Dustin didn’t park where the rest of the students had, or where a line of limousines curled around the parking lot. Instead, he drove around to the staff lot and slipped between two of the school buses with an apologetic glance at me.
“You figured it out yet?”
“The roof?” I whispered, smiling at him. We were at the prom without being at the prom, but this was ours. Just Dustin and I, and I couldn’t have been happier. “You’re a genius.”
“I’m not sure that word applies,” he said, getting out and holding a finger up for me to wait before closing the door behind him and jogging around to offer me a hand. “I will accept thoughtful, considering the situation.”
I slipped from the truck and into his waiting arms, my lips finding his when his arms closed around my thighs, holding me higher than him. “You’re more than thoughtful. You’re considerate, adoring, and I love you. You didn’t have to do this.”

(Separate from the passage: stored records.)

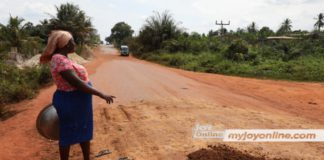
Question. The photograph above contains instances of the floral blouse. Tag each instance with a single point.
(61, 63)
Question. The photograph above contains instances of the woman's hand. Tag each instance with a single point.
(109, 99)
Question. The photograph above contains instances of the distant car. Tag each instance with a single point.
(124, 51)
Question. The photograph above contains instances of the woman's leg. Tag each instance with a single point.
(64, 152)
(85, 146)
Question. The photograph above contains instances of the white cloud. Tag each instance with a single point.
(195, 15)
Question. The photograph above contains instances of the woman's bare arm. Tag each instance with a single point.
(71, 77)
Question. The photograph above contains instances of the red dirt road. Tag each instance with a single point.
(157, 107)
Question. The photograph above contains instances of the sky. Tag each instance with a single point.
(193, 15)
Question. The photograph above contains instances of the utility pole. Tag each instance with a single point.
(222, 26)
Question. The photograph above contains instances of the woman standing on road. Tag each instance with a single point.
(73, 97)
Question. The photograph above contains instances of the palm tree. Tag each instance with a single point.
(320, 22)
(252, 28)
(285, 27)
(158, 28)
(69, 17)
(14, 32)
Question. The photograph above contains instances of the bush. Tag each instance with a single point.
(17, 84)
(237, 51)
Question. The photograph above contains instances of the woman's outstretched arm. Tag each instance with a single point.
(71, 77)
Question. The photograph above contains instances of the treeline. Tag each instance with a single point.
(27, 40)
(250, 51)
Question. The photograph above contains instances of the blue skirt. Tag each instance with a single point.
(74, 110)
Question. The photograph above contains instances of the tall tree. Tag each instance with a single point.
(320, 22)
(285, 27)
(71, 18)
(119, 33)
(14, 32)
(252, 28)
(158, 28)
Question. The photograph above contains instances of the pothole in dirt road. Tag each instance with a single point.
(224, 152)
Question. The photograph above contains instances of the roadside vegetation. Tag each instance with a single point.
(250, 52)
(24, 39)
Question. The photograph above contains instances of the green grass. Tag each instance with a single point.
(305, 68)
(17, 84)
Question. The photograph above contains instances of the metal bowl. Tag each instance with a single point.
(47, 123)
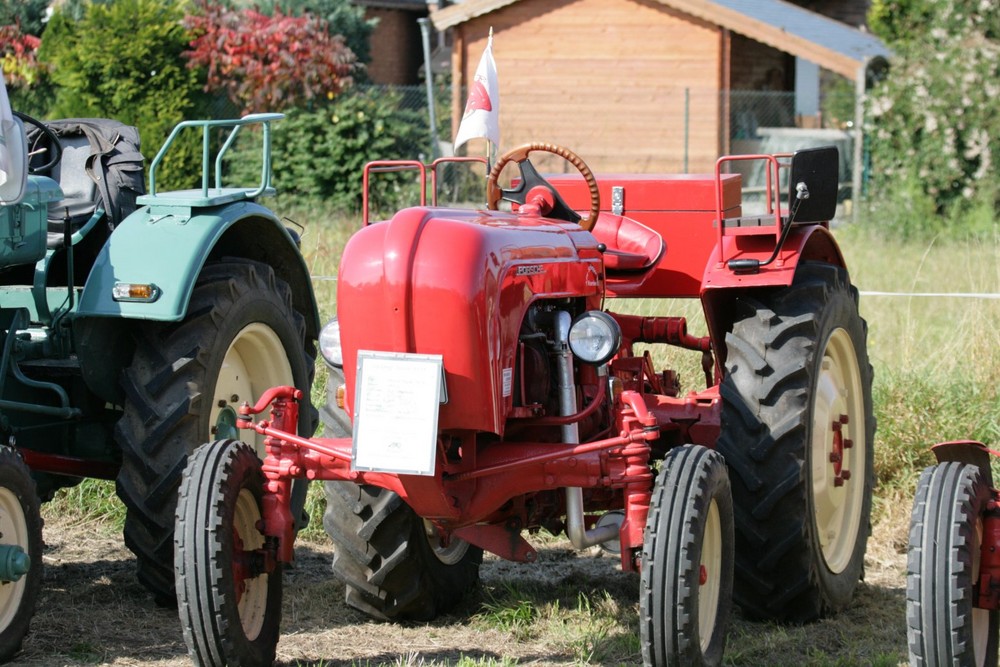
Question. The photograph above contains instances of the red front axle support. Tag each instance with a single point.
(455, 499)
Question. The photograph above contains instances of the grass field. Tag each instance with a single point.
(937, 373)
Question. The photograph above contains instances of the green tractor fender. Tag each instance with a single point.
(148, 268)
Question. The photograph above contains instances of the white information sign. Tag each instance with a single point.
(397, 399)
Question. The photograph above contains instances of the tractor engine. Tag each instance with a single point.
(483, 292)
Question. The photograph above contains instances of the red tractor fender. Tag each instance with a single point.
(971, 452)
(721, 286)
(804, 243)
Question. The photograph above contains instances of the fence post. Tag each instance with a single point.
(425, 33)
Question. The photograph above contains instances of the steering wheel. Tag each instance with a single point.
(531, 179)
(54, 146)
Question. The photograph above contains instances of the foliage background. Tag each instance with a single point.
(934, 122)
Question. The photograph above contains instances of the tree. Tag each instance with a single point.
(268, 63)
(935, 123)
(124, 60)
(344, 18)
(27, 15)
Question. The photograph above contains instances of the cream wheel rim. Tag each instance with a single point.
(251, 592)
(710, 571)
(839, 451)
(13, 531)
(254, 362)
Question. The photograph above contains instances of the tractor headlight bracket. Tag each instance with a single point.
(595, 337)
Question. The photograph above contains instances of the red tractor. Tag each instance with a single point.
(953, 560)
(492, 391)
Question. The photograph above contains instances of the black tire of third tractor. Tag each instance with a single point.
(943, 626)
(21, 525)
(227, 616)
(383, 555)
(689, 535)
(774, 367)
(168, 405)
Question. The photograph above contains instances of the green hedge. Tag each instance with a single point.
(320, 154)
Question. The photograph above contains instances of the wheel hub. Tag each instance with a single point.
(14, 562)
(838, 449)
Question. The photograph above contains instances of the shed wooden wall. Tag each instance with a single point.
(605, 78)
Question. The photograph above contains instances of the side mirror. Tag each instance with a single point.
(813, 184)
(13, 161)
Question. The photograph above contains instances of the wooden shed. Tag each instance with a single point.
(638, 85)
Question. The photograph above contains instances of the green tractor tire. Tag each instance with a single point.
(241, 336)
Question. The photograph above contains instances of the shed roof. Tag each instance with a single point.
(782, 25)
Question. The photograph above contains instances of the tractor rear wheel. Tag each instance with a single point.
(944, 626)
(229, 604)
(21, 549)
(241, 336)
(394, 563)
(687, 561)
(797, 434)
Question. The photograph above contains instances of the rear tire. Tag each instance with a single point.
(241, 336)
(943, 625)
(393, 565)
(802, 484)
(230, 609)
(687, 561)
(21, 526)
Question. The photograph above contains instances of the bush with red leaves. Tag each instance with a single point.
(268, 63)
(18, 56)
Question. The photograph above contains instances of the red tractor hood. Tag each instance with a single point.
(458, 283)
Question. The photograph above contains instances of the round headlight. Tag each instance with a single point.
(329, 343)
(595, 337)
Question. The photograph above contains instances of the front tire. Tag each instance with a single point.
(241, 336)
(229, 605)
(943, 624)
(21, 535)
(797, 434)
(393, 563)
(687, 561)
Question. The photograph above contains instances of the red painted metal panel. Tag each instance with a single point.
(395, 294)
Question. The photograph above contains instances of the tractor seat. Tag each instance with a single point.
(631, 246)
(80, 194)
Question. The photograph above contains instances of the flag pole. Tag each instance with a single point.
(490, 150)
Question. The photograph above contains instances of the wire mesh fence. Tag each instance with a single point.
(753, 122)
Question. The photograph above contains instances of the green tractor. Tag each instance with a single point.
(133, 324)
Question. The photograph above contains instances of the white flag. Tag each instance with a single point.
(482, 110)
(7, 129)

“I wanted to. This is as normal as our high school romance gets. I needed this as much as you did, so it’s selfish, too.”
I smiled down at him, one hand brushing wayward strands of the fast-growing hair away from his face, before settling my palm on his cheek and kissing him again. That kiss was slower and deeper, filled with everything I was feeling for him. When we parted, we were breathless with emotion.
Dustin took my hand in his and, with a squeeze of reassurance, led me toward the back of the gym, his eyes dropping to the heels of my shoes apologetically as we stopped at the base of the ladder. Nonplussed, I kicked the heels off before he could say a word and hooked the heels over my wrist as I started up the ladder, leaving him to watch me open-mouthed, staring straight up my skirt. By the time he slipped over the lip of the roof, I already had my heels back on my feet and was swinging my hips in gleeful anticipation.